Reputation: 2704
Let's Say I have a data set, the head of which is as follows
https://gist.github.com/ahmadmustafaanis/9ba3b5ea25b46b2b87ab858dc57ec15d
Now I want to check if the link in df['Link'] contains 'edx' or 'coursera' in it, then name should also contain it.
I first have to see all the links, which contain 'edx' or 'coursera' in it. My Logic is
df['Link'][df['Link'].isnull()==False].apply(lambda a: True if 'coursera' in a else True if 'edx' in a else False)
which returns a boolean series of True and False, for the links containing Coursera or Edx in them.
Now if I want to use Boolean Indexing to access the whole data frame by encaging this code inside a df[mycode] or df.loc[mycode], it gives me error and warning.
df[df['Link'][df['Link'].isnull()==False].apply(lambda a: True if 'coursera' in a else True if 'edx' in a else False)]
The Warning is
<ipython-input-47-d903df486dc7>:1: UserWarning: Boolean Series key will be reindexed to match DataFrame index.
df[df['Link'][df['Link'].isnull()==False].apply(lambda a: True if 'coursera' in a else True if 'edx' in a else False)]
and the error message is
IndexingError: Unalignable boolean Series provided as indexer (index of the boolean Series and of the indexed object do not match).
Upvotes: 0
Views: 590
Reputation: 31146
Neither of your lines of code fail for me. Seems a hugely complicated way to be able to filter a dataframe. Just define a mask that have True
for rows you want then use loc[mask]
import requests
res = requests.get("https://gist.githubusercontent.com/ahmadmustafaanis/9ba3b5ea25b46b2b87ab858dc57ec15d/raw/53c5f357f2e9db0d37e420a9b18a60ac7a8bdfa6/test.csv")

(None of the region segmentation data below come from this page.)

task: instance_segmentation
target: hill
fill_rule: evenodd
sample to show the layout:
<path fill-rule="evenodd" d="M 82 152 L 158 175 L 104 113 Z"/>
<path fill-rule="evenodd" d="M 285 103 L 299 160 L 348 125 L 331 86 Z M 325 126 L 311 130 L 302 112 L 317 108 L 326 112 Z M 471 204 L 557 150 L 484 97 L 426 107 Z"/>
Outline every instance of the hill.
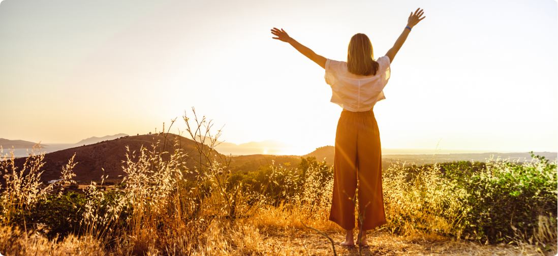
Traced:
<path fill-rule="evenodd" d="M 168 143 L 164 147 L 162 143 L 157 150 L 161 152 L 174 152 L 175 149 L 181 148 L 183 152 L 188 154 L 189 157 L 185 160 L 185 166 L 190 170 L 194 170 L 196 162 L 200 159 L 199 153 L 195 150 L 195 142 L 194 141 L 169 133 L 167 139 L 169 142 L 176 141 L 176 148 L 173 143 Z M 102 175 L 108 175 L 109 180 L 120 180 L 119 175 L 126 175 L 123 171 L 123 161 L 126 160 L 126 146 L 130 152 L 136 152 L 137 156 L 142 146 L 152 150 L 152 145 L 158 141 L 163 142 L 165 138 L 161 134 L 146 134 L 137 136 L 127 136 L 115 139 L 98 142 L 95 144 L 82 146 L 66 149 L 61 150 L 45 154 L 45 165 L 41 168 L 45 172 L 42 175 L 41 180 L 47 182 L 60 178 L 62 167 L 68 163 L 68 160 L 75 154 L 75 162 L 77 162 L 74 172 L 76 174 L 74 180 L 88 182 L 91 180 L 99 180 Z M 217 154 L 218 153 L 215 153 Z M 22 157 L 15 160 L 16 166 L 21 168 L 25 161 Z M 136 158 L 137 159 L 137 158 Z M 104 172 L 103 170 L 104 169 Z"/>
<path fill-rule="evenodd" d="M 37 143 L 30 141 L 22 141 L 21 139 L 10 140 L 0 138 L 0 146 L 4 149 L 12 148 L 32 148 L 33 146 Z M 41 144 L 41 147 L 48 147 L 49 145 Z"/>
<path fill-rule="evenodd" d="M 335 154 L 335 147 L 333 146 L 324 146 L 316 149 L 309 154 L 302 156 L 302 157 L 315 157 L 316 160 L 321 162 L 325 161 L 328 163 L 333 164 L 333 155 Z"/>
<path fill-rule="evenodd" d="M 112 139 L 114 139 L 117 138 L 120 138 L 121 137 L 128 136 L 128 134 L 124 133 L 118 133 L 118 134 L 114 135 L 107 135 L 106 136 L 102 137 L 100 138 L 97 137 L 92 137 L 91 138 L 88 138 L 86 139 L 82 139 L 75 143 L 76 145 L 89 145 L 90 144 L 94 144 L 97 142 L 100 142 L 103 141 L 110 141 Z"/>

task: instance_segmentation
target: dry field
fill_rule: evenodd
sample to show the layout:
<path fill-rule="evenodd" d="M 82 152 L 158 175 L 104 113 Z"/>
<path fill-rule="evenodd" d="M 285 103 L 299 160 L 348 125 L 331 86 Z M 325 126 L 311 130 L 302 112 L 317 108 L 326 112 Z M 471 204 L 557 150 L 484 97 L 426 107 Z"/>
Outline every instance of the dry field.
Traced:
<path fill-rule="evenodd" d="M 187 120 L 185 117 L 184 119 Z M 247 175 L 232 172 L 228 167 L 230 162 L 213 151 L 219 133 L 209 134 L 211 122 L 205 118 L 194 120 L 198 126 L 189 126 L 186 131 L 193 138 L 201 135 L 211 141 L 195 142 L 199 154 L 193 168 L 186 168 L 185 160 L 192 158 L 180 147 L 169 152 L 160 150 L 176 145 L 163 136 L 150 148 L 128 151 L 123 162 L 126 175 L 119 186 L 99 189 L 100 184 L 94 182 L 84 187 L 74 185 L 83 189 L 80 195 L 65 194 L 60 189 L 75 183 L 74 158 L 62 167 L 59 181 L 45 186 L 40 181 L 44 155 L 28 157 L 21 168 L 14 165 L 13 155 L 4 156 L 0 162 L 4 177 L 0 194 L 0 253 L 334 253 L 326 236 L 341 241 L 344 230 L 328 220 L 333 183 L 330 167 L 318 165 L 302 172 L 271 165 Z M 539 161 L 520 166 L 490 160 L 485 169 L 470 175 L 458 173 L 456 178 L 463 179 L 459 182 L 442 178 L 436 165 L 413 173 L 394 165 L 383 178 L 388 223 L 368 231 L 369 248 L 335 245 L 335 253 L 555 255 L 558 227 L 554 216 L 558 212 L 552 200 L 558 193 L 558 168 L 555 164 Z M 501 186 L 498 182 L 502 181 Z M 501 190 L 509 187 L 513 189 L 511 192 Z M 533 189 L 533 196 L 522 197 Z M 513 207 L 504 211 L 484 202 L 500 202 L 501 198 L 523 201 L 517 201 Z M 353 200 L 358 205 L 358 197 Z M 518 222 L 504 220 L 501 226 L 498 220 L 503 219 L 502 216 L 507 211 L 516 212 L 525 206 L 524 201 L 531 204 L 525 212 L 538 211 L 533 211 L 536 218 L 527 215 Z M 501 202 L 494 204 L 499 207 Z M 485 209 L 488 210 L 482 210 Z M 45 216 L 46 211 L 49 213 Z M 500 225 L 496 230 L 499 234 L 487 223 Z M 52 231 L 66 225 L 75 228 L 65 230 L 62 235 L 55 235 Z"/>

df = pd.read_csv(io.StringIO(res.content.decode()))
df['Link'][df['Link'].isnull()==False].apply(lambda a: True if 'coursera' in a else True if 'edx' in a else False)
df[df['Link'][df['Link'].isnull()==False].apply(lambda a: True if 'coursera' in a else True if 'edx' in a else False)]
mask = df["Link"].str.contains("coursera") | df["Link"].str.contains("edx")
df.loc[mask]
Upvotes: 1